Le 13 juillet 1924, avec 19 de ses confrères, le Père Marion faisait sa Consécration à l'Apostolat. Il recevait le même jour son obédience pour le Vicariat apostolique de Brazzaville, au Congo.

Missionnaire à Brazzaville.

Embarqué à bord du "Thysville" le 24 septembre 1924, le Père Marion arrive à Brazzaville vers la mi-octobre. Il nous livre ses impressions du début. Ce sont celles d'un jeune, frappé par l'extérieur du nouveau paysage, mais visant à mieux connaître pour être en état de faire plus de bien. "La mission a de beaux bâtiments, très propres, bien ordonnés, jardin qui fournit tous les légumes d'Europe, grandes plantations de palmiers, cocotiers et manioc : force très ordonnée par le maître que fut Monseigneur Augouard."
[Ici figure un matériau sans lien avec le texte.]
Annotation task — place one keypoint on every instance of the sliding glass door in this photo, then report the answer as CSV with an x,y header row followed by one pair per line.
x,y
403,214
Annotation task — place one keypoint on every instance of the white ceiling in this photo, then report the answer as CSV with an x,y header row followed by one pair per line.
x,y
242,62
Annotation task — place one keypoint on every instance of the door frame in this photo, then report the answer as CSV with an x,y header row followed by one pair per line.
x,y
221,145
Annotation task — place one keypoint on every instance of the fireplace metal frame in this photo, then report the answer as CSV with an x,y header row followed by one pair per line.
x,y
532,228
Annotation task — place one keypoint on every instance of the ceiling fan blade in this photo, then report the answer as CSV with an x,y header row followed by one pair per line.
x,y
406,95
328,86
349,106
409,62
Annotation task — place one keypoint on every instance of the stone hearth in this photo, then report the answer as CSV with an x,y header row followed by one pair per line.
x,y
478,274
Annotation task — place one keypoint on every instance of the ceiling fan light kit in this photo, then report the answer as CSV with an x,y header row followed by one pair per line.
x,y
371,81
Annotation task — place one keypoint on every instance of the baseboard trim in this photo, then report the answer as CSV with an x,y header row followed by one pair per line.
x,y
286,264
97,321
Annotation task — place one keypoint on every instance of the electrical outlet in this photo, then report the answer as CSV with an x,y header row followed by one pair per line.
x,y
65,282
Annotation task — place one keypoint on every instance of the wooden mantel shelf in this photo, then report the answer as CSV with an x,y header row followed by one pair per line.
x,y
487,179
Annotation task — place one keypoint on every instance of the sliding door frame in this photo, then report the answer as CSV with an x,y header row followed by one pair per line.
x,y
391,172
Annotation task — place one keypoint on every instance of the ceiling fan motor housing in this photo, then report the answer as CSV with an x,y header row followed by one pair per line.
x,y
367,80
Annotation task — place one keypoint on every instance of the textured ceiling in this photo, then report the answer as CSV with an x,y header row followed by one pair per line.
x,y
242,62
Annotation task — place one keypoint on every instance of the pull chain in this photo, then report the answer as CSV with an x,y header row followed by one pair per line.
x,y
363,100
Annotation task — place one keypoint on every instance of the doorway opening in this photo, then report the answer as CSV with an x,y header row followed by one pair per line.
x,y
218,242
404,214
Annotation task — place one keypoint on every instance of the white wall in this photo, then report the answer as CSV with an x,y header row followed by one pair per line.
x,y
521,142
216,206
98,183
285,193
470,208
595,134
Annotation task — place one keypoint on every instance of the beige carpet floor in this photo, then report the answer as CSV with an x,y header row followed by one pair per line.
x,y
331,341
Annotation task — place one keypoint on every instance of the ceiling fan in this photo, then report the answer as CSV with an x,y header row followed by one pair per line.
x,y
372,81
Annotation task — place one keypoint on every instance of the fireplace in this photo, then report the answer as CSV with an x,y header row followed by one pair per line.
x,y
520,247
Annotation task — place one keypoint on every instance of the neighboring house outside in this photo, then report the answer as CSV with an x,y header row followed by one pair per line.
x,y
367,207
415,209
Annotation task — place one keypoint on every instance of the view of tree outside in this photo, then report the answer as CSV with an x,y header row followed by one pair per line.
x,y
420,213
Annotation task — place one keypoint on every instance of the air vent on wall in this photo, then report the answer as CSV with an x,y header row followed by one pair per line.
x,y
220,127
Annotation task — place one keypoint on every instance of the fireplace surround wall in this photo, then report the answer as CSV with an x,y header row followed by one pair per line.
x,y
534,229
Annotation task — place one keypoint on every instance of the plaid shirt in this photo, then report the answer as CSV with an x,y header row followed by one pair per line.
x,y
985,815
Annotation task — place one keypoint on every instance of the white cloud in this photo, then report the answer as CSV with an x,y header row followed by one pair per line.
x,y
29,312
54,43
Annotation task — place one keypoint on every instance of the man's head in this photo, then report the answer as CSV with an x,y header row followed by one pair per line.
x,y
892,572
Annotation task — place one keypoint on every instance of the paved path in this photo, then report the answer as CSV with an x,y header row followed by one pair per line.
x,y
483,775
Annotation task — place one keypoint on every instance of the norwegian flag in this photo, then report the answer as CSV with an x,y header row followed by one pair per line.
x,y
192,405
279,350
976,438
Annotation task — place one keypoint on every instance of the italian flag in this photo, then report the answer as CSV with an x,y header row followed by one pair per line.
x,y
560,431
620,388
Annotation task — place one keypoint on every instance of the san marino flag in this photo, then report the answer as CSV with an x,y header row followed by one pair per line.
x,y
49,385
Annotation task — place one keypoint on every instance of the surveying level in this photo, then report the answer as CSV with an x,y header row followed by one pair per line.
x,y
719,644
La mission de Brazzaville fut érigée en 1890, au temps où Brazza et Stanley luttaient d'influence sur les rives du Congo. Les débuts furent difficiles. Pendant près de quinze ans, on semblait travailler en vain, on pouvait même se demander s'il ne serait pas plus sage d'abandonner la lutte. Tout à coup un mouvement extraordinaire porta ces tribus vers la religion catholique. Désormais les populations demandaient des catéchistes et des missionnaires pour permettre aux chrétiens de recevoir les sacrements, soit sur le bateau, soit dans une mission parfois assez éloignée.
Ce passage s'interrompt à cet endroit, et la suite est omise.